Una de esas costumbres agradables que han desaparecido con el arrollador tráfago de esta sociedad posmoderna que vivimos es la del café literario, la convocatoria a la tertulia ilustrada que discurría alrededor de una humeante taza de café. Fue un rito oficiado por intelectuales, escritores y artistas que compartían experiencias generacionales y unas mismas preocupaciones vitales e ideológicas.
Sabido es que una simple taza de café caliente enciende el motor de las ideas, abre el entendimiento, facilita el camino de la conversación, predispone al diálogo, auspicia la amistad en un clima de sosiego, respeto y tolerancia. Hasta mediados del siglo XX no existió, creo yo, movimiento cultural de importancia que no haya surgido del privado círculo de un café literario, germen de novedosas propuestas, teorías y modas que no tardaban en imponer cambios en el pensamiento y el gusto estético de una época.
El Procope fue, según parece, el primero y más antiguo café de carácter literario, sus puertas se abrieron en 1686 en el barrio Saint Germain, en París. Sus viejos muros fueron testigos de mucha historia. En el París prerrevolucionario lo frecuentaban Voltaire, Rousseau, Diderot y Benjamín Franklin. En sus salones se discutieron los capítulos de ‘L´Encyclopédie’ y no pocos artículos de la Constitución de Estados Unidos se escribieron allí.

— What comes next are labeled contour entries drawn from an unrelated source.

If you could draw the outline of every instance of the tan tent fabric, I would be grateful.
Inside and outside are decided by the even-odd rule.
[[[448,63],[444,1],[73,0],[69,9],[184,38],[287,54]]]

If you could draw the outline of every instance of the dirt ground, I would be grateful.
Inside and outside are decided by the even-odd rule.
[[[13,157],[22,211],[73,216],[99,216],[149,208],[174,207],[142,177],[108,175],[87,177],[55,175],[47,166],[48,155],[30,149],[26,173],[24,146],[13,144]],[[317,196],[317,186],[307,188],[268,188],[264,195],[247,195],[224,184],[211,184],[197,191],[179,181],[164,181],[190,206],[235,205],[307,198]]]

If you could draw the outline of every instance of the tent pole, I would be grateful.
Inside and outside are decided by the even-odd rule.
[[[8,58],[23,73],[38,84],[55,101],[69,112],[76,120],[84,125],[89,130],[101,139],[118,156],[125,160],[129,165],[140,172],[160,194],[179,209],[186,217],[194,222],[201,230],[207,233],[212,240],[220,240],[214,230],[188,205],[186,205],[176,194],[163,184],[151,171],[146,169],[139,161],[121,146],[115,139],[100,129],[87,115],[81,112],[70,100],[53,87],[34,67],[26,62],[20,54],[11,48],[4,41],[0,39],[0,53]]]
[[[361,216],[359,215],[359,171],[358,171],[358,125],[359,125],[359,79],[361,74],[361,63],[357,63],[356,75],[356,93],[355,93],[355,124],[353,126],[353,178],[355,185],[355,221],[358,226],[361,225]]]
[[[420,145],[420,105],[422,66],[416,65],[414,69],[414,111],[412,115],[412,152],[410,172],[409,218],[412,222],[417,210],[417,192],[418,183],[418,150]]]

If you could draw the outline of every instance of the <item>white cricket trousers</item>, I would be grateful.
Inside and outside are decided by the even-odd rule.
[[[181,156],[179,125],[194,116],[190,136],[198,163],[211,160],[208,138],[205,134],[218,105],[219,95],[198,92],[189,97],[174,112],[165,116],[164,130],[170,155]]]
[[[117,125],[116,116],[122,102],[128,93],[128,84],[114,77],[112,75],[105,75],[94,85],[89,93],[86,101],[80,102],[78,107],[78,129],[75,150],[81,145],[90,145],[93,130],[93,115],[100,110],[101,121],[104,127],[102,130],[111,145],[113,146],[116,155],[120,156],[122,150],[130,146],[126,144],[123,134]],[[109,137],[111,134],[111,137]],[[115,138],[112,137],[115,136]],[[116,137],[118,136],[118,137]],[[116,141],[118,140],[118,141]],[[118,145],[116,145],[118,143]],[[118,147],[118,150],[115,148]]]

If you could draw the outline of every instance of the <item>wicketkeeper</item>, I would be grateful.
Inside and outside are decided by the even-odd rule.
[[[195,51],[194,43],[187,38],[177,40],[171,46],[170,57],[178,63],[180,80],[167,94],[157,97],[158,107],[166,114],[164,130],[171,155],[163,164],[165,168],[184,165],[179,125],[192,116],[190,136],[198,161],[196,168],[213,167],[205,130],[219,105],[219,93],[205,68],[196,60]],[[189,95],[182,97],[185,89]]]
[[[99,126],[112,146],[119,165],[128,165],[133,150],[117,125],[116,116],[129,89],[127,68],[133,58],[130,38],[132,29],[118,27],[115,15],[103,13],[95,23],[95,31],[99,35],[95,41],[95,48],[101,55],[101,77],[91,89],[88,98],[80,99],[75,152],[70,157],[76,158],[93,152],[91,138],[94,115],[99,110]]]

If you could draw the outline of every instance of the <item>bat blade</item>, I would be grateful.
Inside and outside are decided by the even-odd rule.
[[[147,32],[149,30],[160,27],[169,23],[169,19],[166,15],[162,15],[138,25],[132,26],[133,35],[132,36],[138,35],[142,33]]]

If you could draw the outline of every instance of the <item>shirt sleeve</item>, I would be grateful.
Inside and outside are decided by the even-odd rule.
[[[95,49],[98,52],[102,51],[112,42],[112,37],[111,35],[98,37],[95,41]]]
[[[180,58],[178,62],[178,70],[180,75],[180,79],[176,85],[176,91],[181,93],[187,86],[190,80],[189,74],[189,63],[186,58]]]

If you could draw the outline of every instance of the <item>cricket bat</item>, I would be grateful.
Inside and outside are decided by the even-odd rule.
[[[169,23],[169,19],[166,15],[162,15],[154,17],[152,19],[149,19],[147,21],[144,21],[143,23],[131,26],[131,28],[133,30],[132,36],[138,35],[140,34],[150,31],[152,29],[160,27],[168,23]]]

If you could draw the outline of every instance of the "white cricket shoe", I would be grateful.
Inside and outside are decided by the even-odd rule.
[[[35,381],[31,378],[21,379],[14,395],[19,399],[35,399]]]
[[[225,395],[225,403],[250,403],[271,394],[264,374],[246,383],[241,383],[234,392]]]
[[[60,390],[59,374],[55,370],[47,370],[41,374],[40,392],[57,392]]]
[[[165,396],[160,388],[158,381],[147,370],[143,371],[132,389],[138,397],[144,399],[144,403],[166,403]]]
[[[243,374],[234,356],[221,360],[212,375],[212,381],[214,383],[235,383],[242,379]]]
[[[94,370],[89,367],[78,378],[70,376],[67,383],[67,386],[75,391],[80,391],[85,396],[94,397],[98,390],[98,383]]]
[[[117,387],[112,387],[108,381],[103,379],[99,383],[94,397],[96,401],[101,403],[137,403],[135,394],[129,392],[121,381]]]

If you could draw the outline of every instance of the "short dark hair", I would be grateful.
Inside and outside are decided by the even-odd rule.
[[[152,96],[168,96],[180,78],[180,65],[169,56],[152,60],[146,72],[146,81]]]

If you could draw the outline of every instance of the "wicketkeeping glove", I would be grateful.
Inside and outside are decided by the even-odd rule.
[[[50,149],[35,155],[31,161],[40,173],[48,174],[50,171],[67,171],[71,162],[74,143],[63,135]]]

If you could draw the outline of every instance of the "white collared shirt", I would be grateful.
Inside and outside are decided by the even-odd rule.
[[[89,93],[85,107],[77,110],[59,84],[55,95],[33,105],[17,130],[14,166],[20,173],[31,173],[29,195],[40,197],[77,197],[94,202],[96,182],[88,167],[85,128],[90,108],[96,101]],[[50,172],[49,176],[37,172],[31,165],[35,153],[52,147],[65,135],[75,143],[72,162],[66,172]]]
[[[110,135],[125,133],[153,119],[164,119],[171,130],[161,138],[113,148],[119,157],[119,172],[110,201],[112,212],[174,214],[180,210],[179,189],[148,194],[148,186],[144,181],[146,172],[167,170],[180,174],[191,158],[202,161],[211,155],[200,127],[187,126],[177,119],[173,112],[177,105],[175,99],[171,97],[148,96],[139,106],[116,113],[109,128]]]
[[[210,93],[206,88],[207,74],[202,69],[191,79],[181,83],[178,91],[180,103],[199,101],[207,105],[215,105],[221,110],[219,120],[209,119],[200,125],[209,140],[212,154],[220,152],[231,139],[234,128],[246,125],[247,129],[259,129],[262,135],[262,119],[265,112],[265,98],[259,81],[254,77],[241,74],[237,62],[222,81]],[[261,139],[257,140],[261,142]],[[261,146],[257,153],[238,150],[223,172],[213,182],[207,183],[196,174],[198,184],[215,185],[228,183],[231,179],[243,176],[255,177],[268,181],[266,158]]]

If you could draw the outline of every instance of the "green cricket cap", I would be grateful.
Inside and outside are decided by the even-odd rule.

¿Qué había ocurrido en la sociedad europea para que las élites intelectuales se autoconvocaran en sitios informales y privados para discutir sobre cuestiones filosóficas y literarias haciendo una crítica de las costumbres? El burgués había hecho su aparición en la historia; con desprejuiciada actitud se abría paso en medio de una sociedad rígida y dogmática tradicionalmente gobernada por el clero y la nobleza. El burgués laico, pragmático e ilustrado, liberado del dogma eclesiástico, se proponía juzgar su circunstancia desde un nuevo ángulo: aquel que le ofrecían la razón y la ciencia, la observación de los fenómenos sociales y naturales.
En el siglo XX, el café fue ese lugar donde se parieron todos los “ismos” que pudo concebir la fecunda imaginación estética de esa época. Hacia 1950, Jean Paul Sartre ejercía su magisterio intelectual desde la mesa de un café en el parisino barrio de Saint Germain. Una tradición de siglos persistía, pues desde su nacimiento el café literario se convirtió en una institución unida a la vida intelectual de Occidente.
Los escritores de hoy, inmersos como estamos en una cultura de masas, perdidos en el laberinto urbano de lo impersonal rumiamos lo nuestro en solitario, sabemos más de soliloquios que de diálogos, hemos perdido el sentido de la comunión que caracterizó a nuestros antecesores y cual un grupo de sobrevivientes a una catástrofe nos reunimos de cuando en vez para reconocernos y descubrir que somos como Diógenes, ese varón señero que farol en mano recorría las calles de Atenas en busca de alguien semejante a él.